The Housing Authority must serve you with a notice to leave. It must be in writing stating that if you do not leave within 30 days of the decision that legal action will be brought against you. If you lose, you may be responsible to pay court costs and the housing authority's attorneys' fee.

Is There Anything Else I Need to Know?

You have a right to have a lawyer with you at the informal settlement conference and the formal hearing. Also, if you have any documents, photos, bills or witnesses who can defend you, please take them.

C. Section 8

Can I Be Evicted If I Am on Section 8 ?

Yes. A Section 8 landlord can seek to evict you for serious or repeated violations of the lease or for violation of the Pennsylvania Landlord Tenant law, or other good cause. The landlord must give you written notice that he/she wants to end your lease and the reason why.

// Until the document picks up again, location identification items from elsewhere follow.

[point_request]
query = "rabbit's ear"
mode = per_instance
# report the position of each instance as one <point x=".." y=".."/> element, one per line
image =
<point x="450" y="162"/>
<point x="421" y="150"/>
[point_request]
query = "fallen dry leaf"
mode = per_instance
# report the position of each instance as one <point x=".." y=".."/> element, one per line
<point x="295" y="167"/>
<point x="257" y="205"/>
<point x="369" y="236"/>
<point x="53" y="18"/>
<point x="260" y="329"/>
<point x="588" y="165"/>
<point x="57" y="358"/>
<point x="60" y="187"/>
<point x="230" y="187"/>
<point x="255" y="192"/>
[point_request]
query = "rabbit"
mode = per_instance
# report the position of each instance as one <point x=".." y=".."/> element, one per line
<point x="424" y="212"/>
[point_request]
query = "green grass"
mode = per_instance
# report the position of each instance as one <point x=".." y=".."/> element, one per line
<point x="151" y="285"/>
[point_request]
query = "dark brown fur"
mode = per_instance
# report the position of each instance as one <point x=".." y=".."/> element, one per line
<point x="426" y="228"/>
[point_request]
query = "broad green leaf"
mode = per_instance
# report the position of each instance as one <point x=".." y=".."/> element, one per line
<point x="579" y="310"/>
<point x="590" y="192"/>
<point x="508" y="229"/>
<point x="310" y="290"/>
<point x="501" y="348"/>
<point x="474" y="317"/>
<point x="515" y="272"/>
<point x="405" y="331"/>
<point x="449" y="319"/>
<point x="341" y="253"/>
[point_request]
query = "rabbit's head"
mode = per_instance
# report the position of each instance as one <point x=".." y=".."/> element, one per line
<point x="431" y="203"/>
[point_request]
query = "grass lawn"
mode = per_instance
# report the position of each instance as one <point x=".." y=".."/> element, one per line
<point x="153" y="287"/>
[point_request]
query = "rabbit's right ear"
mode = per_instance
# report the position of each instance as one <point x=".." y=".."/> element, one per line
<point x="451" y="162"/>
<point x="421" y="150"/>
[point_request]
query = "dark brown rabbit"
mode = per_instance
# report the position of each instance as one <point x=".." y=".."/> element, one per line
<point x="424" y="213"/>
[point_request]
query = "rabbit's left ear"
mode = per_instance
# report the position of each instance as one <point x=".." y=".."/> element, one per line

Can I Request an Informal Conference If My Landlord Is Trying to Terminate My Lease?

No. If you fail to move after the notice period has ended, then the Section 8 landlord can proceed to take you to Court.

If I Am Evicted Can I Lose My Section 8 Certificate?

Yes. The Housing Authority can try to end your Section 8 Certificate if:

  1. You violated the rules of the Section 8 program;
  2. You have committed fraud - for example, not reporting your correct income;
  3. You are involved in drug activity; or
  4. You did not pay a current debt owed to the Housing Authority as part of an agreement.

If I Want to Move to Another Unit Can I Am Denied?

Yes. You can be denied if you did not pay a current debt owed to the Housing Authority, you committed fraud, you are involved in drug activity, or you did not follow the Section 8 program rules.

If the Landlord Starts the Process to End My Lease Can the Housing Authority Stop Making Payments Or Refuse to Issue a New Certificate to Move?

No. A landlord's decision to evict is not a reason to end your eligibility or stop making the rental payments. The Housing Authority must continue to pay their portion of the rent.

What Happens If the Housing Authority Wants to End My Section 8 Certificate?

The Housing Authority must send you a written notice that your Section 8 certificate is ending. The notice will state that you have 15 days to request an informal settlement conference. (See Section B. Grievance Procedure).

The law often changes. Each case is different.
This pamphlet is meant to give you general information and not to give you specific legal advice.